Risk factors for gastric cancer in Latin-America: a meta-analysis

Author (s): 

Patricia Bonequi, Fernando Meneses-González, Pelayo Correa,Charles S. Rabkin, M. Constanza Camargo

Background: Gastric cancer represents the second leading cause of cancer death worldwide. Latin America has among the highest incidence rates, which vary across populations. In order to identify region-specific risk factors that could be amenable to tailored interventions we conducted a meta-analysis summarizing the published literature on gastric cancer risks in Latin-American populations. We contrasted our findings with global meta-analyses, which generally overlook regional studies included. Methods: PubMed and regional literature databases were searched for studies evaluating risk factors for gastric cancer published up to December 2011. We calculated summary odds ratios using the random-effects method of DerSimonian for factors reported in at least five studies. Between-study heterogeneity was assessed using the Q test and quantified with the I2 statistic, Galbraith plots were used to visually identify studies which were major contributors to moderate or high heterogeneity. Sensitivity analyses excluding such studies were performed to assess the influence.

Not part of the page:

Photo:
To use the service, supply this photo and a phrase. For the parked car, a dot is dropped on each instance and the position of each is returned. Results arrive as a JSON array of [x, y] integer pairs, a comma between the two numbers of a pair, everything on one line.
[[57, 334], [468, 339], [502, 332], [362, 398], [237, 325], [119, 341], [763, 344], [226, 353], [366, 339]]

Publication bias was investigated by visual inspection of Begg’s funnel plots and formally tested using Egger’s regression asymmetry method. Results: Searches yielded a total of 29 independent case–control studies. Consistent with multifactorial pathogenesis, smoking, alcohol use, high consumption of red meat or processed meat, excessive salt intake, and carriage of IL1RN*2 were each associated with a moderate increase in gastric cancer risk. Conversely, higher levels of education, fruit consumption, and total vegetable consumption were each associated with a moderately decreased risk. Chili pepper was the only region-specific factor reported in at least five studies. Conclusion: We identified risk factors for gastric cancer in Latin-American countries that are similar to those identified globally. Most of our summarized risk estimates were moderate in magnitude, suggesting that additional risk factors contributing to the high incidence of gastric cancer in Latin America are yet to be recognized. Future studies should emphasize prospective data collection and focus on region-specific exposures that may explain high gastric cancer risk.